The labor market is holding, but just barely.
March's ADP report shows 62,000 private sector jobs added—beating expectations of 40,000 but still weak by historical standards. Before the Iran conflict, monthly gains averaged 150,000+.
The number tells a story of resilience under pressure. Whether that story has a happy ending depends on what happens next.
Where the Jobs Are
Winners:
- Education & health services: +58,000 (war doesn't cancel doctor visits)
- Construction: +30,000 (infrastructure spending continues)
- Information: +16,000 (tech hiring stabilizing)
Losers:
- Trade, transportation & utilities: -58,000 (shipping disruptions from Hormuz)
- Manufacturing: -11,000 (still contracting)
The bifurcation is stark. Domestic-focused sectors held up. Anything touching global supply chains got hit.
The Fed's Dilemma
March CPI comes April 10. If inflation spiked from oil prices while jobs slowed, the Fed faces a stagflation scenario—the nightmare combination that has no good policy response.
Raise rates? You crush an already-weakening labor market.

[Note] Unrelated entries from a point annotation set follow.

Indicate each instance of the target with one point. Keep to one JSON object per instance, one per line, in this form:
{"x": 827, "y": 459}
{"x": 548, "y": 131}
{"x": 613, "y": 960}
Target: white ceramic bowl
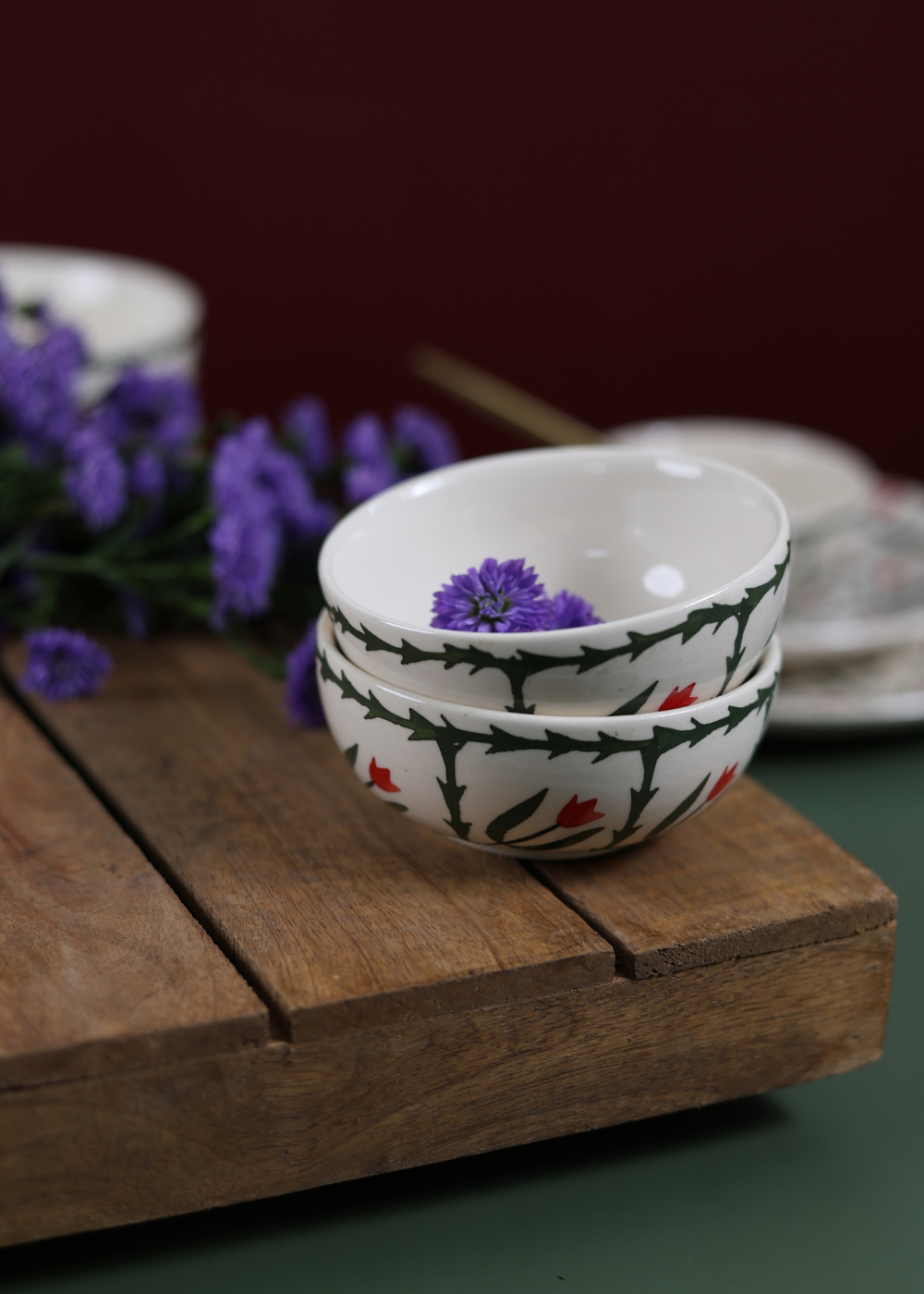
{"x": 128, "y": 311}
{"x": 524, "y": 785}
{"x": 686, "y": 562}
{"x": 818, "y": 478}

Cut rates? You pour gasoline on inflation already running hot from energy costs.
The Fed's most likely move: nothing. Hold rates steady, wait for clarity on Iran, hope the situation resolves before the May meeting.
What It Means for Markets
A weak-but-positive jobs number is actually the Goldilocks outcome today. Strong enough to avoid recession fears, weak enough to keep rate hike odds near zero.
The CME FedWatch tool shows 2% probability of a rate hike in May. That's effectively zero. The market has stopped worrying about the Fed—for now.
ISM Manufacturing Preview
Later this morning, ISM Manufacturing hits. February's reading was 48.8—below 50 signals contraction. Consensus expects 49.1 for March.
A print below 48 would be concerning. A print above 50 would be the first expansion reading in four months and could accelerate the rally.
So What?
ADP confirms what we already knew: the labor market bent under war pressure but didn't break. That's enough to sustain the relief rally.